Brokers No Longer Advisers | | AP Wealth Management


BY RYAN W. NEAL, Investment News | APR 23, 2018

Even though the Securities and Exchange Commission’s proposed advice rule could require them [brokers] to make changes in the way they do business, some brokers acknowledged that the regulation is needed to clear up investor confusion about the advice industry.

Among other things, the rule addresses the best interest standard, conflicts of interest and who can describe themselves as an adviser (or advisor).

Ron Carson, founder and CEO of the Carson Group, said the SEC’s proposal is a step in the right direction, but that it needs to go further and require everyone to act as a fiduciary.

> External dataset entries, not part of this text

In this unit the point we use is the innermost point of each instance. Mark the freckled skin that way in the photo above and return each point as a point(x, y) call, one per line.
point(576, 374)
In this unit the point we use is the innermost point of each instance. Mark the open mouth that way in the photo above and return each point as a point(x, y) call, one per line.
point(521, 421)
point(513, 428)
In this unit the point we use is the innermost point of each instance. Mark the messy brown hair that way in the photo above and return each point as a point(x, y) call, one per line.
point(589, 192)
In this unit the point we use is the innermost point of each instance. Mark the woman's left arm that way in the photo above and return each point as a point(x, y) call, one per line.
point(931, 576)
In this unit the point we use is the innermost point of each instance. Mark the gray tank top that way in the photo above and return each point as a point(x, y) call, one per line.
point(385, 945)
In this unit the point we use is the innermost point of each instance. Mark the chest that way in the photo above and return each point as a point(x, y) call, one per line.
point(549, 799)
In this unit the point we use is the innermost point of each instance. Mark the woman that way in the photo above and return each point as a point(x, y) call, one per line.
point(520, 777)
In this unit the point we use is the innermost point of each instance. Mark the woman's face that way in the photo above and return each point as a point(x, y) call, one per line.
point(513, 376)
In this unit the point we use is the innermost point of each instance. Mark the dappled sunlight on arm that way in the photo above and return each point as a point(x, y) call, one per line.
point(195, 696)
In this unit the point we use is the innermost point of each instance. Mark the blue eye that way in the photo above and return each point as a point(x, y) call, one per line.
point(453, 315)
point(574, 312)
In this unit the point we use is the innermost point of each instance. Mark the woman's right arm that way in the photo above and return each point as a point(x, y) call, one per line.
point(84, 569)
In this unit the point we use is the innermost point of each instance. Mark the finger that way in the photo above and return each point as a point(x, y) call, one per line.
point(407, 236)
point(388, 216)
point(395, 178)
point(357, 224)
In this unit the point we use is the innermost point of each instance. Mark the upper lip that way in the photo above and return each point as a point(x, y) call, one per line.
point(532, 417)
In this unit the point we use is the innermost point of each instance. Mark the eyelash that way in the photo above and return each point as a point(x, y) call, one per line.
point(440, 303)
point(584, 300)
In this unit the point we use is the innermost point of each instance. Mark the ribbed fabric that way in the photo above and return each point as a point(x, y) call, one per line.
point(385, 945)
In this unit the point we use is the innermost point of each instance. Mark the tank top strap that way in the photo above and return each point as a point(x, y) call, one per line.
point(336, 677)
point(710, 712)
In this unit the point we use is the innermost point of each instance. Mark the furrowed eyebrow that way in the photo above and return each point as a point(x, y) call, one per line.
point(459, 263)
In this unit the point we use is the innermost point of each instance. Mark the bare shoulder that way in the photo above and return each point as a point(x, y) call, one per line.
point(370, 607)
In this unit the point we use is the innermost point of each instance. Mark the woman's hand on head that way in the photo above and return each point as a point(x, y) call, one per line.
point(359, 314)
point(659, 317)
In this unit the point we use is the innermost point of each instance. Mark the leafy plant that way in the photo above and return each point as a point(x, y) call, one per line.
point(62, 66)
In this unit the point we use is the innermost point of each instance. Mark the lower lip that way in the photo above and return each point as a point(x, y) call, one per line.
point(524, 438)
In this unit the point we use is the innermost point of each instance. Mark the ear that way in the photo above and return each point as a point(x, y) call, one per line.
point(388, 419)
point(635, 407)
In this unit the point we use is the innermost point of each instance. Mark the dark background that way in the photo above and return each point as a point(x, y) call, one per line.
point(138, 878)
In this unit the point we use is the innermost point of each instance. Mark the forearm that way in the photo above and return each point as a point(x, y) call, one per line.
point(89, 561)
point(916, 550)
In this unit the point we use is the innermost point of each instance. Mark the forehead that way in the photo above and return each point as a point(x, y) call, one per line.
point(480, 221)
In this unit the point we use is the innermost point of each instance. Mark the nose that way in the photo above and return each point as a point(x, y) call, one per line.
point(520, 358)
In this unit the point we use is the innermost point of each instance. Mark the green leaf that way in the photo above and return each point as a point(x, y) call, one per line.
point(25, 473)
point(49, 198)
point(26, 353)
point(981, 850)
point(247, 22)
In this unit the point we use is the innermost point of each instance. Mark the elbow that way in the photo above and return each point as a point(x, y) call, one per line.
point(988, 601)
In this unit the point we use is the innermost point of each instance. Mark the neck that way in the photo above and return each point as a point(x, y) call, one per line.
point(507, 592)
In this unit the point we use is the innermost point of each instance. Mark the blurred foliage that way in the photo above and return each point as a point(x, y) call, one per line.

“Unfortunately, a large majority of investors are under the impression that that is already the case, and are completely unaware that many of the financial professionals with whom they do business are under no obligation to prioritize their best interests,” Mr. Carson said in an email.

Jim Dowd, the founder and CEO of North Capital Private Securities, also wishes the SEC went further. He added that the SEC’s idea of preventing brokers and registered reps from calling themselves advisers could be the single biggest step toward improving the treatment of retail investors. Mr. Dowd said his firm keeps a clear delineation between its brokerage business and registered investment advisory business and said someone selling a product shouldn’t be allowed to convey that they are doing otherwise. “Anything that helps add some clarity and helps limit bad behavior on the part of the financial firms, it’s a good thing,” he said.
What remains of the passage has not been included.